Pretty bad results compared to Devstral 1 (?)
From my non-representative early testing with Q6_K_XL, it's much worse than Devstral Small "1" with the same quant.
I've been having lots of hallucinations, using RooCode with llama.cpp (vulkan), it's creating useless files, useless tasks, not totally following instructions, etc.
I'm having much better results with the original Devstral Small (UD_Q6_K_XL).
Not sure if this is due to unsloth quantization, llama.cpp, chat template, or if it's also a problem with the original model?
I've been running it with the recommended params, and ctx/cache adapted to my hardware (same as Devstral 1):
--flash-attn 1
--jinja
--temp 0.15
--min-p 0.01
--ctx-size 100000
--cache-type-k q4_0 --cache-type-v q4_0
I'm curious to hear about other Devstral Small 1 users feedback, please don't hesitate to share
Can you also remove the cache type
Support for the model in llama.cpp is still being worked on and experimental and the chat template still needs work
Unfortunately right now I'm testing it on real tasks, that need at least 60k tokens.
So it won't fit in my 32GB of ram with F16 kv_cache.
But I'd be curious if someone else wants to give it a try!
I hope there isn't some regression, with previous Devstral there was really little to no impact using Q4 kv_cache from my testing
EDIT: I just gave a shot to 36K not-quant ctx (the maximum I can fit), but as I feared it's not enough for my current task (and I don't have any "small testing task" for coding agent).
I see there's been a recent commit for converting to gguf though, don't know if unsloth uses it? https://github.com/ggml-org/llama.cpp/pull/17889/files
So FYI I've been able to test with Q8_0 cache, and it seems as bad as Q4_0.
I won't be able to go to native cache with my current tests though
Tested with IQ4_XS quant from Unsloth and Bartowski.
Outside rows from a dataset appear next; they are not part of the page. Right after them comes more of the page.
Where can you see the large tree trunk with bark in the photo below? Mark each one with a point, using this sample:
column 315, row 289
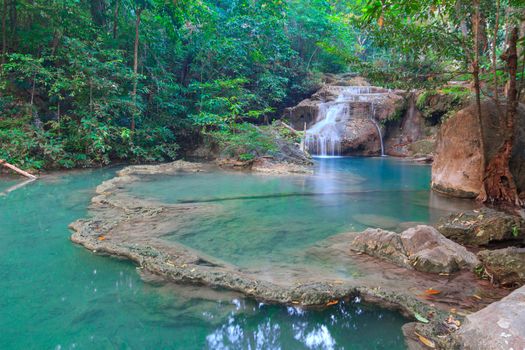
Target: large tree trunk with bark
column 498, row 182
column 477, row 86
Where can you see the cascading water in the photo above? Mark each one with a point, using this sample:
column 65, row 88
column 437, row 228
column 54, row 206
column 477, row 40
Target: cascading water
column 373, row 119
column 325, row 136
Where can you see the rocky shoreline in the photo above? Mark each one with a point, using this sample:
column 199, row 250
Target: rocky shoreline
column 132, row 228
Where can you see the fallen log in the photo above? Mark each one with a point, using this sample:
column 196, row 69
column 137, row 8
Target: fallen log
column 20, row 171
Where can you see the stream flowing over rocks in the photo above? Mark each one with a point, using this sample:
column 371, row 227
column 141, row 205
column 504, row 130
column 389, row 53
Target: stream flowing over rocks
column 456, row 170
column 346, row 117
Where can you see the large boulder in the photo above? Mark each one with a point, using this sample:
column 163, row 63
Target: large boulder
column 482, row 226
column 457, row 169
column 421, row 248
column 505, row 267
column 500, row 325
column 381, row 244
column 430, row 251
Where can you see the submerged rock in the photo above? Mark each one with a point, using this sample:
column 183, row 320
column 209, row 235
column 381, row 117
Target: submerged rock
column 422, row 248
column 381, row 244
column 500, row 325
column 505, row 267
column 483, row 226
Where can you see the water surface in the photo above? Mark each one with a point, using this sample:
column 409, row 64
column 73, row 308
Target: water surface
column 55, row 295
column 272, row 220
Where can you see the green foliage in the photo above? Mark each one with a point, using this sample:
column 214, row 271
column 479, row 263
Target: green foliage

I don't think it's issues with the quant, I think it's the model. It's just bad. I couldn't make it past my first lightly modified Snake game benchmark.
Watch out the top-p and top-k parameters maybe ? (not specified in unsloth guide) but they are respectively 0.9 and 40 by default in llama.cpp
Devstral version 1 was suggesting top-p 0.95 and top-k 64
I confirm it seems better with the updated versions!
As far as I can see from my quick testing, Q4_K_XL still isn't so great as a coding agent, but Q6_K_XL seems pretty good! (as it's usually the case for most models of this size)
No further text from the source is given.